Her visit is seen here as an opportunity for India to cement ties with the Trump administration. But it was shadowed by questions over political maneuverings back home. State Department officials and analysts speculated that the decision to leave Trump without a high-powered team was a snub by Secretary of State Rex Tillerson.

On Tuesday, Ivanka Trump met for the second time with India’s minister of external affairs, Sushma Swaraj, and she will be the guest of honor at a glitzy dinner that Modi is hosting Tuesday at a hilltop marble palace that once belonged to a nizam, one of the monarchs who ruled Hyderabad before India’s independence from Britain.

In advance of the VIP visit, officials tried to clear the streets of Hyderabad of beggars — and even stray dogs.

In India, a country of 1.3 billion people, empowering women is particularly challenging, analysts say. The rate of women joining the workforce has dropped, particularly in rural areas, even as incomes have grown.

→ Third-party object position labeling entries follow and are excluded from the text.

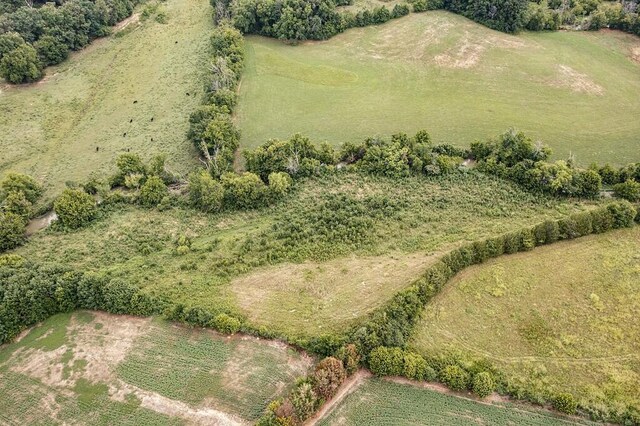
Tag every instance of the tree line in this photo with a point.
(35, 36)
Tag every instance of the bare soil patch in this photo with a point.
(307, 296)
(576, 81)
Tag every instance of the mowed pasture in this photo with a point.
(562, 317)
(286, 268)
(383, 402)
(131, 91)
(457, 79)
(91, 367)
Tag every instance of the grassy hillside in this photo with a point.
(105, 369)
(331, 228)
(562, 317)
(455, 78)
(135, 82)
(380, 402)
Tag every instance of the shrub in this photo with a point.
(629, 190)
(205, 193)
(153, 191)
(12, 228)
(455, 377)
(51, 50)
(226, 324)
(385, 361)
(128, 164)
(328, 376)
(17, 182)
(483, 384)
(16, 203)
(304, 401)
(243, 191)
(565, 403)
(75, 208)
(279, 184)
(21, 65)
(622, 214)
(350, 358)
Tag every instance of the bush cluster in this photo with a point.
(515, 157)
(383, 336)
(309, 394)
(32, 38)
(30, 293)
(584, 15)
(18, 192)
(211, 128)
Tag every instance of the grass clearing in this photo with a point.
(457, 79)
(382, 402)
(126, 370)
(234, 256)
(562, 317)
(51, 129)
(328, 294)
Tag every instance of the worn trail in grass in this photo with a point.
(286, 267)
(381, 402)
(131, 91)
(576, 91)
(562, 317)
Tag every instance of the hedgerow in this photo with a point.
(383, 337)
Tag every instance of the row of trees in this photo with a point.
(382, 339)
(211, 128)
(304, 19)
(18, 192)
(584, 14)
(32, 38)
(515, 157)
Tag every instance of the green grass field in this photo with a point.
(51, 129)
(576, 91)
(95, 368)
(562, 317)
(250, 264)
(380, 402)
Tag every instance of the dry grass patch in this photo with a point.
(310, 297)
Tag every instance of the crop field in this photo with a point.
(457, 79)
(381, 402)
(237, 260)
(562, 317)
(104, 369)
(131, 91)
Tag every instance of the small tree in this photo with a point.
(16, 203)
(21, 65)
(75, 208)
(279, 183)
(483, 384)
(565, 403)
(350, 358)
(629, 190)
(153, 191)
(328, 376)
(455, 377)
(12, 228)
(304, 401)
(205, 193)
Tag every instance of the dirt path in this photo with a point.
(345, 389)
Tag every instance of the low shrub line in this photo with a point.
(382, 339)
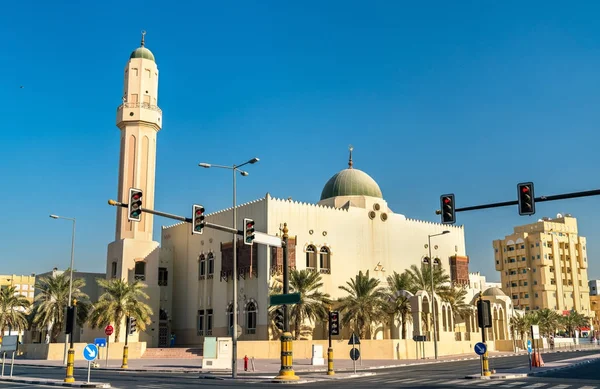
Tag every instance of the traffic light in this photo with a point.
(334, 323)
(279, 318)
(134, 206)
(198, 219)
(131, 325)
(526, 198)
(447, 209)
(249, 231)
(70, 325)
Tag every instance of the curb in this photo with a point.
(561, 368)
(42, 381)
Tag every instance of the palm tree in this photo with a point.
(52, 300)
(13, 306)
(119, 300)
(312, 304)
(399, 304)
(364, 304)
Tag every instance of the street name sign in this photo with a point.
(281, 299)
(480, 348)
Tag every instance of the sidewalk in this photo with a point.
(261, 366)
(537, 371)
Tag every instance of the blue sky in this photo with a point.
(468, 97)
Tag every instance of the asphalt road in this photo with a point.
(442, 375)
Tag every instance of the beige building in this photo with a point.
(544, 265)
(350, 229)
(25, 285)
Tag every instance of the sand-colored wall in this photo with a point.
(370, 349)
(55, 351)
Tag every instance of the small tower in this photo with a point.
(139, 120)
(134, 255)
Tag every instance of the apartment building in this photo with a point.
(544, 265)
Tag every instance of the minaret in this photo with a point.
(139, 120)
(134, 255)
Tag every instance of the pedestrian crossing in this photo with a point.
(511, 384)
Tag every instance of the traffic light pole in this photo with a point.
(540, 199)
(180, 218)
(126, 347)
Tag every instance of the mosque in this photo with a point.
(350, 228)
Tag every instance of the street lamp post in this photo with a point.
(234, 169)
(70, 276)
(432, 291)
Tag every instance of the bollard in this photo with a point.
(330, 361)
(287, 370)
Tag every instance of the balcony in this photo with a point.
(140, 105)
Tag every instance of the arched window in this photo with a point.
(311, 257)
(324, 260)
(201, 267)
(211, 263)
(251, 312)
(139, 272)
(229, 318)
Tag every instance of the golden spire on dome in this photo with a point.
(350, 163)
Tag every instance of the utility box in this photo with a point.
(317, 356)
(217, 354)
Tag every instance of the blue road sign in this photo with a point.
(90, 352)
(480, 348)
(100, 342)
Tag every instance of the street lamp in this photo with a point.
(234, 169)
(432, 291)
(70, 276)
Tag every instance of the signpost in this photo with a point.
(9, 344)
(108, 331)
(422, 339)
(529, 349)
(90, 352)
(480, 349)
(354, 353)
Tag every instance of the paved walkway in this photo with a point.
(260, 365)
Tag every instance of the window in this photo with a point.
(200, 323)
(211, 263)
(229, 319)
(140, 271)
(251, 318)
(324, 260)
(208, 322)
(163, 275)
(201, 267)
(311, 260)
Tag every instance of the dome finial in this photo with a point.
(350, 163)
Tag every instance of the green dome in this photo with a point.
(142, 52)
(351, 182)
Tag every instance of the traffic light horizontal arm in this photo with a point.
(180, 218)
(540, 199)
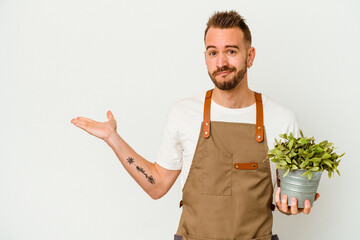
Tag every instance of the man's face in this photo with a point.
(226, 57)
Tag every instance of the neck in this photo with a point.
(239, 97)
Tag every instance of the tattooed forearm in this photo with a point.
(130, 160)
(150, 178)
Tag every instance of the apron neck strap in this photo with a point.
(259, 116)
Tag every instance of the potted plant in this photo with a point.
(301, 162)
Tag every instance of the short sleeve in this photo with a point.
(170, 152)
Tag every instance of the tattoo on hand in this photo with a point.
(150, 178)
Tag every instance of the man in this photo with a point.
(217, 140)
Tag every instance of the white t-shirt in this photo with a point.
(183, 124)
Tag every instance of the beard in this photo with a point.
(228, 85)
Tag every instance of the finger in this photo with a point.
(277, 197)
(284, 206)
(317, 196)
(294, 208)
(109, 115)
(85, 119)
(80, 124)
(307, 208)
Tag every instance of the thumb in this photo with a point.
(109, 115)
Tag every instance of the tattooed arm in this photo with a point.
(155, 180)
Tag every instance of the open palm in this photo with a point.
(101, 130)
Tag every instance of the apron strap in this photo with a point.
(206, 121)
(259, 116)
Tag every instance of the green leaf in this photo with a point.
(316, 160)
(291, 143)
(326, 156)
(305, 173)
(286, 172)
(314, 169)
(328, 162)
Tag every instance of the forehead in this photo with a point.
(221, 37)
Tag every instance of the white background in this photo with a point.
(67, 58)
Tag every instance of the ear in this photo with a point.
(251, 56)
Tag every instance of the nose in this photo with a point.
(222, 61)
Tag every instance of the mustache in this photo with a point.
(223, 69)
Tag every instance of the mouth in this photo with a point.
(223, 73)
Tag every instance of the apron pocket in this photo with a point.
(216, 170)
(189, 237)
(267, 237)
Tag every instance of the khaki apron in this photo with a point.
(228, 192)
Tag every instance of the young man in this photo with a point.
(218, 141)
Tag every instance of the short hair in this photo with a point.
(229, 20)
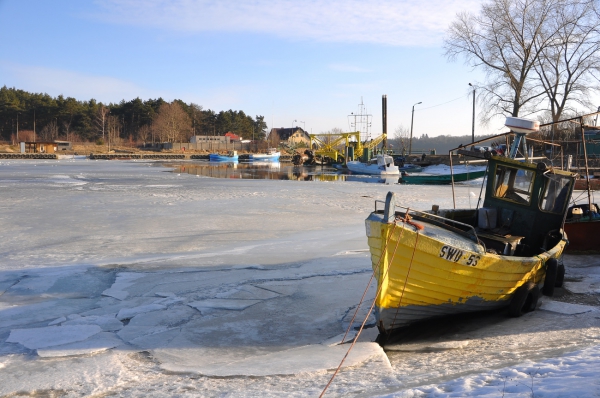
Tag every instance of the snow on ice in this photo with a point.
(124, 279)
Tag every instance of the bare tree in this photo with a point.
(67, 128)
(567, 65)
(172, 123)
(505, 40)
(113, 130)
(101, 119)
(197, 117)
(50, 131)
(273, 139)
(144, 133)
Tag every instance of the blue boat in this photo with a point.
(272, 155)
(230, 157)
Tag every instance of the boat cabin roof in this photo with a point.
(530, 199)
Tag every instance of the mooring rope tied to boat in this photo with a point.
(364, 294)
(371, 279)
(406, 279)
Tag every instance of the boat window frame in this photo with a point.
(504, 184)
(564, 190)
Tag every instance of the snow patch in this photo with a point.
(123, 281)
(312, 358)
(428, 347)
(566, 308)
(223, 304)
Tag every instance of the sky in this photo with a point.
(307, 63)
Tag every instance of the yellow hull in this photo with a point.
(429, 272)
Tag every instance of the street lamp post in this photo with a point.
(473, 123)
(411, 124)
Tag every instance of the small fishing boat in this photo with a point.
(582, 184)
(582, 223)
(272, 155)
(411, 168)
(232, 156)
(444, 262)
(379, 165)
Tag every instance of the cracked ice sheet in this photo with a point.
(131, 228)
(52, 335)
(99, 342)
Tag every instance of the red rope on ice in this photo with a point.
(370, 309)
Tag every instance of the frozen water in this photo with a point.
(566, 308)
(123, 279)
(51, 335)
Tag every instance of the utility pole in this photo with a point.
(473, 124)
(411, 124)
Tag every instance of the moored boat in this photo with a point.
(443, 262)
(272, 155)
(411, 168)
(425, 178)
(379, 165)
(232, 156)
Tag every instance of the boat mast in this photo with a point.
(587, 170)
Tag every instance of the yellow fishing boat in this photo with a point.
(443, 262)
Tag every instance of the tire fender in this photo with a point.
(551, 276)
(524, 300)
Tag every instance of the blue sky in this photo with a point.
(306, 60)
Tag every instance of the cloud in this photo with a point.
(388, 22)
(347, 68)
(68, 83)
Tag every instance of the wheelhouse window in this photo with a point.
(556, 190)
(513, 184)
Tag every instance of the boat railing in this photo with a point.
(391, 213)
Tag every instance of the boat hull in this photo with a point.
(372, 169)
(222, 158)
(435, 272)
(441, 178)
(264, 157)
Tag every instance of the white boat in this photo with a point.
(272, 155)
(379, 165)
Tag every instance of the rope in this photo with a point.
(406, 279)
(370, 309)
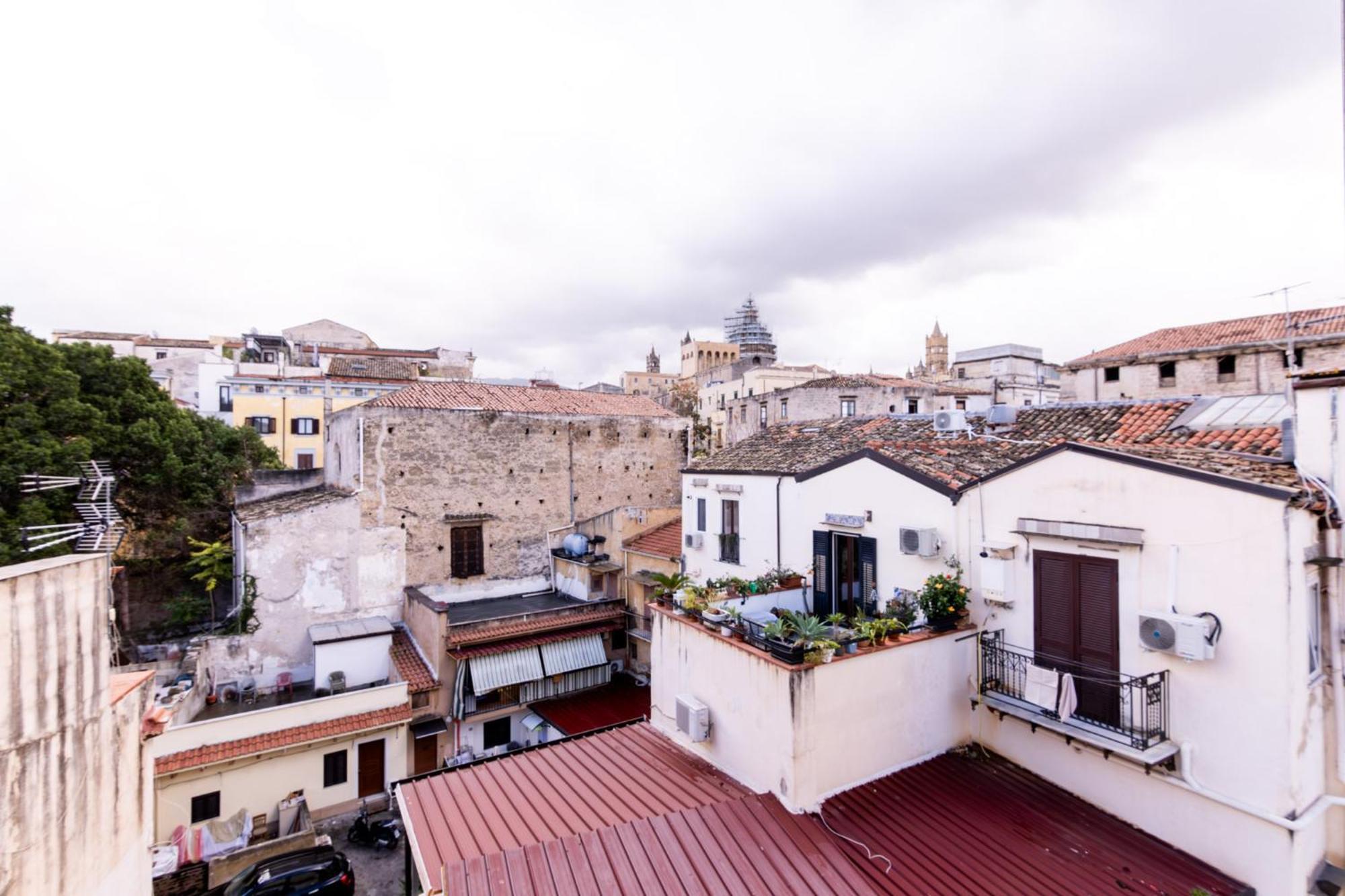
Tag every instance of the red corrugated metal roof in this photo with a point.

Female entrepreneurs face specific challenges: Only about 14 percent of businesses are headed by women, a third in the agricultural sector.

Female business owners have difficulty accessing capital and being taken seriously in a business culture that is male-driven, entrepreneurs say.

“There are many challenges,” said Thejaswi S., a Bangalore-based entrepreneur creating a line of affordably priced nutrition bars and who uses only his second initial. “They say: ‘You are female. This is the age you are supposed to get married, not get into business. You are too young to head a company.’ This is what people say, even in my own family.”

Women make up less than 25 percent of the enrollment in higher education, notes Vijayaraghavan M. Chariar, a professor of rural development and technology at the Indian Institute of Technology in New Delhi.

“There are a few success stories but there are very serious issues of patriarchy and gender stereotyping that are preventing a lot more creative women from joining the ranks of entrepreneurs,” Chariar said.

Ivanka Trump, he went on “is a nice Barbie doll. Everybody wants to have a picture taken with her. But there are much more substantial women who are entrepreneurs we ought to be celebrating.”

Trump launched her branded empire in 2007 with a line of high-end jewelry and gradually expanded toward a line of more affordable clothing, bags and shoes that garnered $100 million in retail revenue last year, according to Forbes.